Przed południem poznamy finalny odczyt wzrostu PKB w strefie euro (prog. 0,3% q/q, 2,5% r/r). Dane te dotyczą drugiego kwartału, więc ich wpływ na notowania walut będzie znikomy. Kolejne dane dotyczyły będą już rynku amerykańskiego. I tak, o godz. 14.30 dowiemy się jaka liczba amerykanów w ubiegłym tygodniu zgłosiła się po nowe zasiłki dla bezrobotnych. Ekonomiści prognozują wynik na poziomie 315 tys., poprzedni odczyt wyniósł 317 tys. Mniejsza liczba noworejestrowanych bezrobotnych powinna umocnić dolara. W tym samym czasie poznamy, jak we wrześniu kształtowały się ceny w imporcie i eksporcie.
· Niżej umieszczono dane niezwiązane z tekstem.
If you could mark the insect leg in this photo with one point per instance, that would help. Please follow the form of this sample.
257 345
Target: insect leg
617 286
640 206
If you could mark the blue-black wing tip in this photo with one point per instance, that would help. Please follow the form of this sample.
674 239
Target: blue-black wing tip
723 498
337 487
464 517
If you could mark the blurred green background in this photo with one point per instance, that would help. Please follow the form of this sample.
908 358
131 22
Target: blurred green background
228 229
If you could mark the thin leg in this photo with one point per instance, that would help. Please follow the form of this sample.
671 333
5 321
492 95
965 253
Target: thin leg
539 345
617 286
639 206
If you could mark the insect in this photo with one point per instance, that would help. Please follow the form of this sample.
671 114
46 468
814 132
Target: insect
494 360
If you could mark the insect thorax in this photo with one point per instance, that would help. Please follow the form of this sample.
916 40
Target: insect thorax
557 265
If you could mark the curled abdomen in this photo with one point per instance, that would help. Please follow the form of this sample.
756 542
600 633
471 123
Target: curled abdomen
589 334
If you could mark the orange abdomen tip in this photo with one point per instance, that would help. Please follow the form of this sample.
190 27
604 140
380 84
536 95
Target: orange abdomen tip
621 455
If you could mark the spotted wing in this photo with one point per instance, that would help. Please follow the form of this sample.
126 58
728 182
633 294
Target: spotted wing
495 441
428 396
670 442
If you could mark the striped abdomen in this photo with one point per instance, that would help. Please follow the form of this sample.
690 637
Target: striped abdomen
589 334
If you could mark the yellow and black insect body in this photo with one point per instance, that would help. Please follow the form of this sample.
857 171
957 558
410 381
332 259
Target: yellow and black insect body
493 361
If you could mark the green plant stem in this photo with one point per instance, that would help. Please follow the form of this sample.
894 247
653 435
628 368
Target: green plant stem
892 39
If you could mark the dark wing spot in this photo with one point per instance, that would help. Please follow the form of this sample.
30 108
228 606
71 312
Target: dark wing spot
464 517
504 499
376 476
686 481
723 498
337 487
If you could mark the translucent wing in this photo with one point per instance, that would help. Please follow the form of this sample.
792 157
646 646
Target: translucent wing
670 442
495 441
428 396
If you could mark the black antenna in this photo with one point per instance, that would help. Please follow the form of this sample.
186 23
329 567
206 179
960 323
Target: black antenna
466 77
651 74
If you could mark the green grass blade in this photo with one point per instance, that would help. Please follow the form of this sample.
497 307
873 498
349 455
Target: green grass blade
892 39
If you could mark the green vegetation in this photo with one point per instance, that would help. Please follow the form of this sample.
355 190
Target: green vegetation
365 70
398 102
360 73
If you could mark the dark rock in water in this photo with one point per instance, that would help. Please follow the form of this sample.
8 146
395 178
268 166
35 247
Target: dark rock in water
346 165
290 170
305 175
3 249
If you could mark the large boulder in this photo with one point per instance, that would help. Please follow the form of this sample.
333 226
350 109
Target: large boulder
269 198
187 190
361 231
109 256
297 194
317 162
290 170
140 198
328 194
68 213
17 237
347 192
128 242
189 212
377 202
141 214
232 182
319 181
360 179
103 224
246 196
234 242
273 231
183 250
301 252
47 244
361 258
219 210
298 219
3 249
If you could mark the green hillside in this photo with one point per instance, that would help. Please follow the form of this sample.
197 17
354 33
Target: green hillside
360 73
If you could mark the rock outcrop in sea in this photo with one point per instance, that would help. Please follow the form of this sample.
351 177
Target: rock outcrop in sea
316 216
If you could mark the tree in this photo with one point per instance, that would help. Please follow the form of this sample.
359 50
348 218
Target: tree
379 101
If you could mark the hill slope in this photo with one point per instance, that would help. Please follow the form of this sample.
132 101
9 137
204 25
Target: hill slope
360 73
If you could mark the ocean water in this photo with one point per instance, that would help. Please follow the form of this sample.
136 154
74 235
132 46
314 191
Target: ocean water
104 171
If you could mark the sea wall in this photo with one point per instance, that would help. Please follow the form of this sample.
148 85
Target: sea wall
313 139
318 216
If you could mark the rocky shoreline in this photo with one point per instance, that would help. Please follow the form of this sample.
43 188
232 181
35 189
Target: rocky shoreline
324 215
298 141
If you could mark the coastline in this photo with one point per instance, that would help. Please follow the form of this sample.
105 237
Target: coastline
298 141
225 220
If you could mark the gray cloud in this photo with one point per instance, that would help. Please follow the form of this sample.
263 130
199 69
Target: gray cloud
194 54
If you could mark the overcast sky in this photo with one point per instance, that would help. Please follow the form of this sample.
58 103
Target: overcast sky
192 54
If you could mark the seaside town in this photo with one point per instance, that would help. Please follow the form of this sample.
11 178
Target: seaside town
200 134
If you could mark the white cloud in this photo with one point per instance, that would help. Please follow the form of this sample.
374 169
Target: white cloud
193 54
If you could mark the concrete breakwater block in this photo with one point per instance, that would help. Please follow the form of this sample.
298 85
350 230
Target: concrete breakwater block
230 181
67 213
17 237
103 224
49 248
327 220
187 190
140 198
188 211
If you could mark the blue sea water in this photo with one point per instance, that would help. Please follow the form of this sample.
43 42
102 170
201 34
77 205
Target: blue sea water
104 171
Najważniejsze będą ceny płacone w imporcie, gdyż to one mają wpływ na inflację. Ostatni odczyt pokazał spadek o 0,1%, jednak rekordowo słaby dolar każe spodziewać się tym razem wyższych cen importowych, co przełożyłoby się na mocniejszego dolara. Dowiemy się też, jak w sierpniu kształtował się bilans handlu zagranicznego, ekonomiści prognozują deficyt na poziomie 58,7 mld USD. Niższy deficyt będzie sprzyjał dolarowi. Bank Japonii (BoJ) na zakończonym dziś w nocy dwudniowym posiedzeniu, pozostawił główną stopę procentową na poziomie 0,5 proc. Decyzja ta została podjęta stosunkiem głosów 8-1. Ostatni raz BoJ zmienił poziom stóp procentowych w lutym br., podwyższając je o 25 punktów bazowych do obecnych 0,5 proc. Deprecjacja dolara ma bezpośrednie przełożenie na wzrost cen surowców, dalsze jego osłabienie doprowadzi do testów tegorocznych szczytów na złocie. Obecnie za uncję złota należy zapłacić 744,30 dolara i do szczytu brakuje niecałe 3 dolary.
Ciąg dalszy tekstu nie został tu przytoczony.